By Steven Shapiro
As the nation pauses to remember its veterans, Yahoo News and Finance Anchor Bianna Golodryga examines the toll the wars in Iraq and Afghanistan have taken on the men and women who have served there.
Among them is former Army specialist Jamuel Breeze, who served two tours in Iraq. He was just 18 years old when he deployed the first time. He says the stress of war and being away from home ultimately caught up with him.
“Being there, I’m like, wow, I’m in the Middle East, these people want to kill us. I’m too young for all of this.”
Breeze is one of many veterans who have suffered from post-traumatic stress disorder as a result of their war experiences.
“I had a nervous breakdown. I did have to see a psychiatrist and was on medication for the duration of that deployment,” he says.
Golodryga spoke to Paul Rieckhoff, founder and CEO of Iraq and Afghanistan Veterans of America (IAVA), a nonprofit organization providing veterans with resources and services to help them transition from active duty to civilian life.
“It’s kind of like the early days of the AIDS crisis,” he says. “Our friends are dying all around us, and it feels like nobody’s paying attention.”
IAVA provides a rapid-response referral program that works quickly to assist veterans in urgent need of help.
“We get contacted by veterans with various crises, and what we do is help them navigate the veteran space,” says IAVA veteran transition manager Vadim Panasyuk.

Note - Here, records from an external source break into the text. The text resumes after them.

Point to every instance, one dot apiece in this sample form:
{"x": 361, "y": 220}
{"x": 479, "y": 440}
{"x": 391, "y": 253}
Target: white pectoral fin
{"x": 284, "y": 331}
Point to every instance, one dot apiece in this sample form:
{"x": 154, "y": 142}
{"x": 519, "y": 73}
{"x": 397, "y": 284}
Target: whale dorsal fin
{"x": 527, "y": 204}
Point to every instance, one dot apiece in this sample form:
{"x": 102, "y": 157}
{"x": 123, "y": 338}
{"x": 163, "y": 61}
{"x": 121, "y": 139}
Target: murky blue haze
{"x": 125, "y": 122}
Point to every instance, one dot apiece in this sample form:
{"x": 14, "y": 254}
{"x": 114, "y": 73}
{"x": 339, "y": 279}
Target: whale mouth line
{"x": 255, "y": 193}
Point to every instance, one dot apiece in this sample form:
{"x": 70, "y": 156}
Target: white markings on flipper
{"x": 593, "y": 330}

“When they contact us, what we do is, we find out what’s going on — peel the onion and see what issue’s going on underneath the very basic issue that they contacted us for,” says Panasyuk.

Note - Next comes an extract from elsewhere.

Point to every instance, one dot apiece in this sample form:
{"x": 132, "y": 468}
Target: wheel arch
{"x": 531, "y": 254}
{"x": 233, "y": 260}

Golodryga also spoke with Rieckhoff about the political climate surrounding veterans heading into the 2016 presidential election.
“We’re talking issues with all of the candidates,” he says. “We are asking both parties to have a debate specifically on military issues and veterans affairs. Show us why you should be commander in chief.”
Breeze says he is fortunate to have been able to connect with IAVA and work with Panasyuk to help resolve various financial and legal issues.
“After that phone call I got five resources, three of which were fruitful to help me get a lot of things handled, helped me with financial hardship — it felt really good.”
Rieckhoff says movies like “American Sniper” help the public understand what many veterans cope with.
It’s not going to be a magic medicine that saves someone’s life.
“That helps, but ultimately it’s community and connection. That’s what’s going to let people know that they have hope.”